If you are running a blog that has much of a presence on the search engines then you will almost certainly be popular with spammers. And with loads of automated comment spam hitting you, what can you do to protect your blog?

The onion approach
As with any form of computer security I like to approach spam filters like an onion. You peel your way through one layer of protection only to find another layer protecting the insides. And that is how my spam protection works on my blogs – the spammer might get through one layer of protection, but then has to get through the next level.

How spammers work
To best protect ourselves from spammers we must understand how spammers work. Some will go around different blogs manually submitting comments. However, a lot of these will be quite good comments and useful to your blog. There is a very fine line here between good comments and spam.

Then there are the robot spammers. These trawl the internet looking for blogs to comment on. They grab your comment form and start automatically submitting automated rubbish to your blog. Because they are automated they can submit thousands of worthless comments, but they are the easiest to trap.

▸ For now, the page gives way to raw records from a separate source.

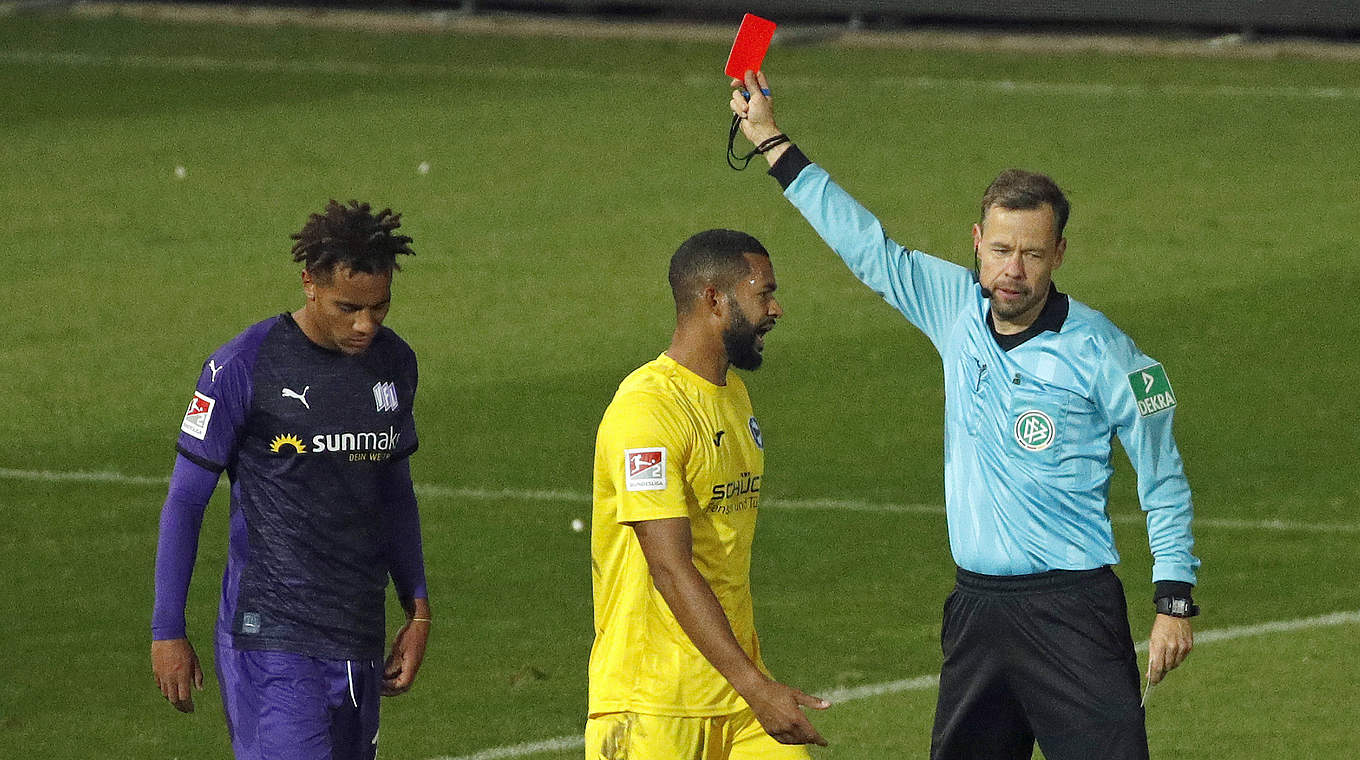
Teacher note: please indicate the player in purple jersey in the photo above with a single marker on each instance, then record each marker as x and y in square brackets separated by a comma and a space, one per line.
[310, 416]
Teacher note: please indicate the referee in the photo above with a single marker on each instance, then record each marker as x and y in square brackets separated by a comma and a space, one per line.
[1035, 634]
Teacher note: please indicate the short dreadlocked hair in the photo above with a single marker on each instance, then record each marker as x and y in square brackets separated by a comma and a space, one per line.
[713, 257]
[350, 237]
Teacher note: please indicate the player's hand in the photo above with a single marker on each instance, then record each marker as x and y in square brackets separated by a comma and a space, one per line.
[779, 710]
[176, 666]
[407, 654]
[758, 113]
[1168, 645]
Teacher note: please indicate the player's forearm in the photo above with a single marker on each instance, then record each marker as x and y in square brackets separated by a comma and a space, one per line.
[177, 545]
[702, 617]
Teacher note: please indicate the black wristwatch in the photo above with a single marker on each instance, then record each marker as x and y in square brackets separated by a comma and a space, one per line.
[1177, 607]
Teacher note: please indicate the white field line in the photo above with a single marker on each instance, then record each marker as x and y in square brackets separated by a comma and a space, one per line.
[528, 74]
[921, 683]
[582, 498]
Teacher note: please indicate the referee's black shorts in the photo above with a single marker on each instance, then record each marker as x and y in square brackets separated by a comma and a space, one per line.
[1039, 657]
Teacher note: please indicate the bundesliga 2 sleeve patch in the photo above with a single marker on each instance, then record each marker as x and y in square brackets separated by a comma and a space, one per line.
[196, 419]
[1152, 390]
[645, 469]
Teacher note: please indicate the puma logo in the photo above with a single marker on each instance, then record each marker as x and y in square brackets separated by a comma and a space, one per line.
[290, 393]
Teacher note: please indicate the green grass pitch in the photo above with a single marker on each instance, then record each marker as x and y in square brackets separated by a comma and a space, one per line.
[1213, 219]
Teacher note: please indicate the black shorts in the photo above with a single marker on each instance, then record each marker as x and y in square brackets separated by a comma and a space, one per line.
[1039, 657]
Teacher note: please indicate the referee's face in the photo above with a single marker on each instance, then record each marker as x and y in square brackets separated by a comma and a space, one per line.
[1017, 250]
[344, 310]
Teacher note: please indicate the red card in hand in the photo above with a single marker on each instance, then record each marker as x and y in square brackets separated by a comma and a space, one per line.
[750, 46]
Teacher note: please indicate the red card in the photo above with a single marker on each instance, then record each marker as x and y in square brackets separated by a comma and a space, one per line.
[750, 46]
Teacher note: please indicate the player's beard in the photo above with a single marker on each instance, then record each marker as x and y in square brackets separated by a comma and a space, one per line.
[1027, 301]
[739, 339]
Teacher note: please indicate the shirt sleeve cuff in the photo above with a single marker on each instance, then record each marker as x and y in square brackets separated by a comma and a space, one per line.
[789, 166]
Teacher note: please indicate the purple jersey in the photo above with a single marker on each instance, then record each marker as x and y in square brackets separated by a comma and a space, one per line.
[308, 438]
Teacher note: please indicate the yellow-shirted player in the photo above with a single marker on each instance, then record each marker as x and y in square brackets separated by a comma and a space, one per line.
[676, 669]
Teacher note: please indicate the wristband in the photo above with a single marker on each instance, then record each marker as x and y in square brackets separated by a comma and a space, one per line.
[1177, 607]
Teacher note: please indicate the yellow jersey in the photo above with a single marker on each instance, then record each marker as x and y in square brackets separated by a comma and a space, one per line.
[671, 445]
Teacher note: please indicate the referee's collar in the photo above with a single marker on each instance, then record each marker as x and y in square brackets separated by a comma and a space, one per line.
[1050, 318]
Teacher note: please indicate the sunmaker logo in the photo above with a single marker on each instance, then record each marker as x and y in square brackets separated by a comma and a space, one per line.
[377, 445]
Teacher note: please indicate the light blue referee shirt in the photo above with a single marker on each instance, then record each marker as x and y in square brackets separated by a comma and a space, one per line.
[1028, 431]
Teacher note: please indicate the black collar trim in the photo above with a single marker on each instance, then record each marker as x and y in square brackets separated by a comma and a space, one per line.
[1053, 316]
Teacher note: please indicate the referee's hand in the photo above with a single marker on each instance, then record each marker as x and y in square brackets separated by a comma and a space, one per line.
[755, 109]
[1168, 646]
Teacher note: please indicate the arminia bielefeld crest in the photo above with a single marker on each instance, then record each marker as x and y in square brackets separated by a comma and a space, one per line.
[1152, 390]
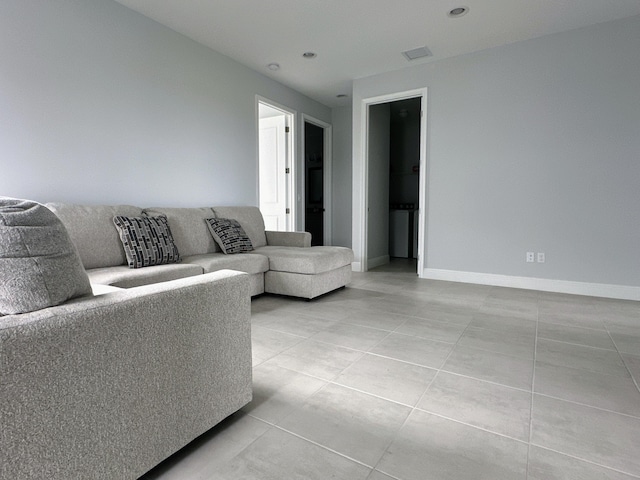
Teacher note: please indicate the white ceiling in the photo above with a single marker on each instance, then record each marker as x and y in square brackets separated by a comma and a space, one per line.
[358, 38]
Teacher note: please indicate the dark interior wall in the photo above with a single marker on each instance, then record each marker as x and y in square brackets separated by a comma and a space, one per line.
[404, 150]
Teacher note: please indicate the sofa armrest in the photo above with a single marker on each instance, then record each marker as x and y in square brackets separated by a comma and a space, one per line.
[288, 239]
[108, 386]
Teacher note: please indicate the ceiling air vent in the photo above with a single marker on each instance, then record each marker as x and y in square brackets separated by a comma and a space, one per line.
[417, 53]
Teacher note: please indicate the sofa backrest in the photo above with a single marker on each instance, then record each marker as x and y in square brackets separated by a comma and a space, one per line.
[250, 218]
[188, 228]
[92, 231]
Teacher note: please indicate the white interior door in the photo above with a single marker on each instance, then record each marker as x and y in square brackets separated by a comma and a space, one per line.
[273, 177]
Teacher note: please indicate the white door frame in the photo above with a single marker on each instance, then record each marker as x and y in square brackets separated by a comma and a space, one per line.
[291, 157]
[361, 177]
[327, 179]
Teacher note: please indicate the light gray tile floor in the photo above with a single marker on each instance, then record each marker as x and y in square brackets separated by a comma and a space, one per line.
[397, 378]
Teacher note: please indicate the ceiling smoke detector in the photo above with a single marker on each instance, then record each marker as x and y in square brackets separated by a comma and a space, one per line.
[458, 12]
[417, 53]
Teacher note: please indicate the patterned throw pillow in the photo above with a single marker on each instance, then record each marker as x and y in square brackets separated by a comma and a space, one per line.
[229, 235]
[147, 241]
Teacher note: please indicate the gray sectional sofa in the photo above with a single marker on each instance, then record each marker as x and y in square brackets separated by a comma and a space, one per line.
[281, 263]
[106, 385]
[107, 370]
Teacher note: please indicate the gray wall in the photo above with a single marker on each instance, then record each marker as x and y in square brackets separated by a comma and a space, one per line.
[533, 146]
[99, 104]
[378, 223]
[342, 176]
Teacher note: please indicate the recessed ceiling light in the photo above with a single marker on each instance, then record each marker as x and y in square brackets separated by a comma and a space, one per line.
[458, 12]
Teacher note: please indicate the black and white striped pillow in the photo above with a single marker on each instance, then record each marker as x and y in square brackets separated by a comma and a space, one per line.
[229, 235]
[147, 241]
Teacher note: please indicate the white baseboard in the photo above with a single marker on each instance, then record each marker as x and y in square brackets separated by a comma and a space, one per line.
[622, 292]
[376, 262]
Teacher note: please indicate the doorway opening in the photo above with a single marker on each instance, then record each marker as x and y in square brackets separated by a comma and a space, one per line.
[317, 180]
[389, 214]
[276, 188]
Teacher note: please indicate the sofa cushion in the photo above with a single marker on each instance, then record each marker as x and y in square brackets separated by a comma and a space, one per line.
[310, 260]
[147, 241]
[124, 277]
[91, 230]
[39, 265]
[189, 229]
[250, 218]
[243, 262]
[228, 233]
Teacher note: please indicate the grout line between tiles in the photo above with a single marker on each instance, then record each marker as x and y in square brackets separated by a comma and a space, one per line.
[584, 460]
[620, 354]
[533, 385]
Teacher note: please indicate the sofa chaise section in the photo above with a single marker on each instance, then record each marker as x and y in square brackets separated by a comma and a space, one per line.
[295, 268]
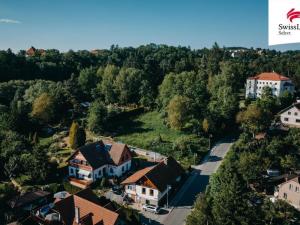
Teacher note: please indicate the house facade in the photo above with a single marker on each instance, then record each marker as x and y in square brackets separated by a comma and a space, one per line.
[81, 208]
[152, 184]
[93, 161]
[278, 83]
[291, 115]
[289, 191]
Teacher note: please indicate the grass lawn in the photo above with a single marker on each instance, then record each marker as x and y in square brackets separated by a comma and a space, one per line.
[145, 129]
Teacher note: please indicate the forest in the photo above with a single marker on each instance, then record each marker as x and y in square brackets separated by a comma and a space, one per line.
[193, 94]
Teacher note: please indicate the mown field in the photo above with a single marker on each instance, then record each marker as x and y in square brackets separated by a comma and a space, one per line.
[148, 131]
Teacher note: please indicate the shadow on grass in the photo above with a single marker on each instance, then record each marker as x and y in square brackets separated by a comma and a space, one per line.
[127, 126]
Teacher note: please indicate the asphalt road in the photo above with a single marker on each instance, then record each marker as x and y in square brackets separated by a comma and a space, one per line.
[196, 183]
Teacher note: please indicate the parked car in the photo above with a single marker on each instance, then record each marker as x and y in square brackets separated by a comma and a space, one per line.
[151, 208]
[127, 199]
[117, 190]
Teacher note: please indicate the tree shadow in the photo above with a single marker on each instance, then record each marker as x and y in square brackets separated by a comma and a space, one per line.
[189, 195]
[214, 158]
[148, 221]
[127, 126]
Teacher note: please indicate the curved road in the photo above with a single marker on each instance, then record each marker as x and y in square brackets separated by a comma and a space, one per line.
[196, 183]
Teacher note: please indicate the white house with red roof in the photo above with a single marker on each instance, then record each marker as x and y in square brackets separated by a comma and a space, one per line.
[152, 184]
[278, 83]
[93, 161]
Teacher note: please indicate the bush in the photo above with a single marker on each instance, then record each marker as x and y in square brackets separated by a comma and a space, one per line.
[70, 188]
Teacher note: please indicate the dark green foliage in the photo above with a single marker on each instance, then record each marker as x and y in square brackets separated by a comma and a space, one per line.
[201, 213]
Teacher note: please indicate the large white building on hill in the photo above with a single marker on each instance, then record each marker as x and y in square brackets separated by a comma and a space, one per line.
[278, 83]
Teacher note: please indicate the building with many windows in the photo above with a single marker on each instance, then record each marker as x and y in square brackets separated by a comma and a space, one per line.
[278, 83]
[290, 116]
[152, 184]
[93, 161]
[289, 191]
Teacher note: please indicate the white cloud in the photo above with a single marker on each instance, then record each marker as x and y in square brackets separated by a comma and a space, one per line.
[9, 21]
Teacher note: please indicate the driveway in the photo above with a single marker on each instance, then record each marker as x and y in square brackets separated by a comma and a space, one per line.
[181, 205]
[197, 182]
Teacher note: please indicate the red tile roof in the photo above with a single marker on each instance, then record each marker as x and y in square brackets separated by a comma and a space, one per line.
[97, 155]
[269, 76]
[162, 174]
[90, 211]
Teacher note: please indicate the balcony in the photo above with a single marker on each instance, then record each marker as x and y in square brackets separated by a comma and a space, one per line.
[80, 183]
[80, 164]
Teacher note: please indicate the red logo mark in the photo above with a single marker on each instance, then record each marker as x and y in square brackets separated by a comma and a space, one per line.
[292, 14]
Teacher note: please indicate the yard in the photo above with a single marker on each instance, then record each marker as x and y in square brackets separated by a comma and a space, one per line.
[148, 131]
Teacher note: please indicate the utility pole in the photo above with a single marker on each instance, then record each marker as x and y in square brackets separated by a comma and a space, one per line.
[209, 137]
[168, 186]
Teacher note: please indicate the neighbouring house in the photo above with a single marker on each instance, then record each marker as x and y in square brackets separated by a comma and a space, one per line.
[93, 161]
[29, 201]
[152, 184]
[33, 51]
[83, 207]
[289, 191]
[290, 116]
[278, 83]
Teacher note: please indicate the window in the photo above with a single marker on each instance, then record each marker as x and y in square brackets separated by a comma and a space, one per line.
[151, 192]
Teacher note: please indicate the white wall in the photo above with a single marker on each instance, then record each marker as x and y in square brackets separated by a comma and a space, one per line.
[98, 173]
[254, 88]
[291, 115]
[137, 191]
[117, 170]
[72, 172]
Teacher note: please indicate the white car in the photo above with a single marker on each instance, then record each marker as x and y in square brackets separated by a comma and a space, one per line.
[151, 208]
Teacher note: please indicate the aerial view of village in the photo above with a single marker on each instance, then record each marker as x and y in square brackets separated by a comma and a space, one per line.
[148, 113]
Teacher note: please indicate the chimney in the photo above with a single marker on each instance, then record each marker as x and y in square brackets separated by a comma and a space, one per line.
[77, 215]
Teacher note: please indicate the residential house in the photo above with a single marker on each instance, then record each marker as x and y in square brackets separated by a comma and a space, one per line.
[290, 116]
[152, 184]
[29, 200]
[33, 51]
[81, 208]
[93, 161]
[289, 191]
[278, 83]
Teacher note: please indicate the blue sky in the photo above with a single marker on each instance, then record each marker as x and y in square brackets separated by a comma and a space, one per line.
[92, 24]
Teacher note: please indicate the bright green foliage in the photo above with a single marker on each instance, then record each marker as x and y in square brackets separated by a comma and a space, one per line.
[88, 80]
[76, 136]
[97, 117]
[43, 108]
[178, 112]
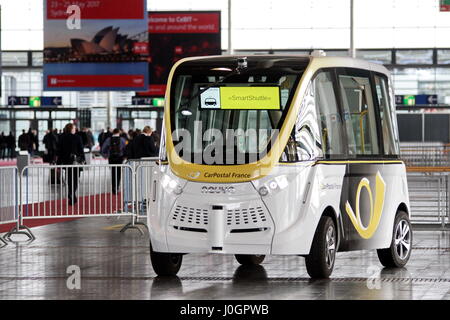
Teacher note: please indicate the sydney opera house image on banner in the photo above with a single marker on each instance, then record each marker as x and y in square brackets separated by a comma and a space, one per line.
[118, 42]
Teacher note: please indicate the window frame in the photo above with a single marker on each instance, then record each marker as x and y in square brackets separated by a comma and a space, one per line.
[332, 72]
[392, 111]
[355, 72]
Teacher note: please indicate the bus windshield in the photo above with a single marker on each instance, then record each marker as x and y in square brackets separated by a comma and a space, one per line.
[221, 115]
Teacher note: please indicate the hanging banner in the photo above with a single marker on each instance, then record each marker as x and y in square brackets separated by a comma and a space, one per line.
[99, 45]
[176, 35]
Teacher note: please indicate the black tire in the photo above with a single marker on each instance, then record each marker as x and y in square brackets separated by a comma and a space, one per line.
[320, 260]
[249, 259]
[165, 264]
[394, 256]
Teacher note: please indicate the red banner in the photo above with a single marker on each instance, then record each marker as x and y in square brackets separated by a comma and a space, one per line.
[97, 9]
[184, 23]
[158, 90]
[100, 81]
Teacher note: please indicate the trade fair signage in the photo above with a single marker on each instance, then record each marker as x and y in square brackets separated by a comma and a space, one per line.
[175, 35]
[97, 45]
[34, 101]
[419, 99]
[444, 5]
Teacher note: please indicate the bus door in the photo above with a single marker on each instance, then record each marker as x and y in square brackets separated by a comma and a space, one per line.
[362, 204]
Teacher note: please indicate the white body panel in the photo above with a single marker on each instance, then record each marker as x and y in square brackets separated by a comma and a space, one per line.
[287, 217]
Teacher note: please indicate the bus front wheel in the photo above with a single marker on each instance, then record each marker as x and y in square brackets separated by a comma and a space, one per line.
[397, 255]
[165, 264]
[320, 261]
[249, 259]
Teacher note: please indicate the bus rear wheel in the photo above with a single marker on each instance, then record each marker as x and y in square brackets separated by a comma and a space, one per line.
[165, 264]
[397, 255]
[320, 261]
[249, 259]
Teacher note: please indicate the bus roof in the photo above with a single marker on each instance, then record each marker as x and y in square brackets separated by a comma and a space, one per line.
[302, 61]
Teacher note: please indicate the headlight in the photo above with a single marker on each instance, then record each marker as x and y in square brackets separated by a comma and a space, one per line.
[263, 191]
[273, 185]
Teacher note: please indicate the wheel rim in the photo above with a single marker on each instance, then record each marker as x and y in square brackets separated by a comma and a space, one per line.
[330, 249]
[402, 239]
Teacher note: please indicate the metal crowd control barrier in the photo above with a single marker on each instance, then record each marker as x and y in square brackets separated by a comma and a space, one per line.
[141, 179]
[426, 154]
[8, 198]
[429, 198]
[74, 191]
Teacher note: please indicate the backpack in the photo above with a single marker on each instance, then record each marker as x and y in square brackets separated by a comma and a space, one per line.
[114, 148]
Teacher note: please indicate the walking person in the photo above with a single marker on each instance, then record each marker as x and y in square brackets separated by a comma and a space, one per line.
[11, 145]
[51, 145]
[3, 146]
[114, 149]
[24, 141]
[70, 152]
[144, 145]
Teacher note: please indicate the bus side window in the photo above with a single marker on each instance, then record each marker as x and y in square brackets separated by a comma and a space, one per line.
[359, 115]
[386, 114]
[304, 143]
[328, 117]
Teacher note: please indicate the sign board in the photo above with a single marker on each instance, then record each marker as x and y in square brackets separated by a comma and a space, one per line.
[241, 98]
[413, 100]
[35, 101]
[444, 5]
[142, 100]
[97, 45]
[176, 34]
[51, 101]
[18, 101]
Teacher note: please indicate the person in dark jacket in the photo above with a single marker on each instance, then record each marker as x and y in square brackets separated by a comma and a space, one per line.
[24, 141]
[11, 145]
[3, 146]
[114, 149]
[70, 152]
[51, 146]
[144, 145]
[129, 149]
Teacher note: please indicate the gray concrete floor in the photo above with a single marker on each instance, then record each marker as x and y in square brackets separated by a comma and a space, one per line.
[117, 266]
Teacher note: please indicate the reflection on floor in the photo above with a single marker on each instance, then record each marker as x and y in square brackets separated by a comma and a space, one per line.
[117, 266]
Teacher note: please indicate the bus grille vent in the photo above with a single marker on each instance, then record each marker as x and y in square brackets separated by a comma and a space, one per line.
[246, 216]
[190, 216]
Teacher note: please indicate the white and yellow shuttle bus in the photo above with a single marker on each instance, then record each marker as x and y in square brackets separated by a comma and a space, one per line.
[279, 155]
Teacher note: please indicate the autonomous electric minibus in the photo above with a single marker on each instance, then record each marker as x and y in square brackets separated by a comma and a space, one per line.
[279, 155]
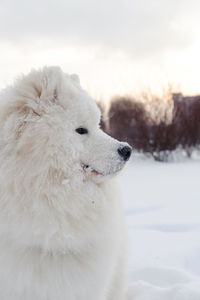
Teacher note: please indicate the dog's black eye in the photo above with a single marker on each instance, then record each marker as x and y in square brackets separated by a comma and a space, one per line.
[81, 130]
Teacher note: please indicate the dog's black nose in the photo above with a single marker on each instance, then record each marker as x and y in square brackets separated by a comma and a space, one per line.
[125, 152]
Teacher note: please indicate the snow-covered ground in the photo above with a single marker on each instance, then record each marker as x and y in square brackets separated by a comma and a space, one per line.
[162, 206]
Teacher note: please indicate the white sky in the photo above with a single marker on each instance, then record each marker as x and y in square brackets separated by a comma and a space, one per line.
[116, 46]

Level 1 – stop them at source
Stopping spammers with a Captcha form can be an effective tool, however it is a distraction to genuine comment leavers and some spammers can now beat Captcha forms. So for my blogs I have installed WP Captcha Free. It is a great little plugin, with a hidden effect. Rather than offering a Captcha it puts an encoded timestamp on the comment submission form. When the form is submitted the timestamp is checked. If the form is too old, the comment is ignored.

Implementing this plugin drastically reduced the automated comment spam in many of my blogs, it really does work a treat!

Level 2 – stop those that are submitted
Where would we be without Akismet? It is so good that it is included now as part of WordPress. Those automated spam robots on their first visit (which will get through WP Captcha Free) and manually submitted spam should be caught on this level. Without it, our blogs would be full of comment spam.

Level 3 – a manual check
The reason I looked at WP Captcha Free is that Akismet is not 100% reliable. Spam is missed and allowed through, whilst good comments risk being accidentally marked as spam. So our third and final level of spam protection is just a quick manual check. Look through your Pending and Spam comments lists and confirm each comment is where it should be. Make any corrections (after all, marking a Pending comment as Spam can help teach Akismet more tricks) and then empty the spam folder.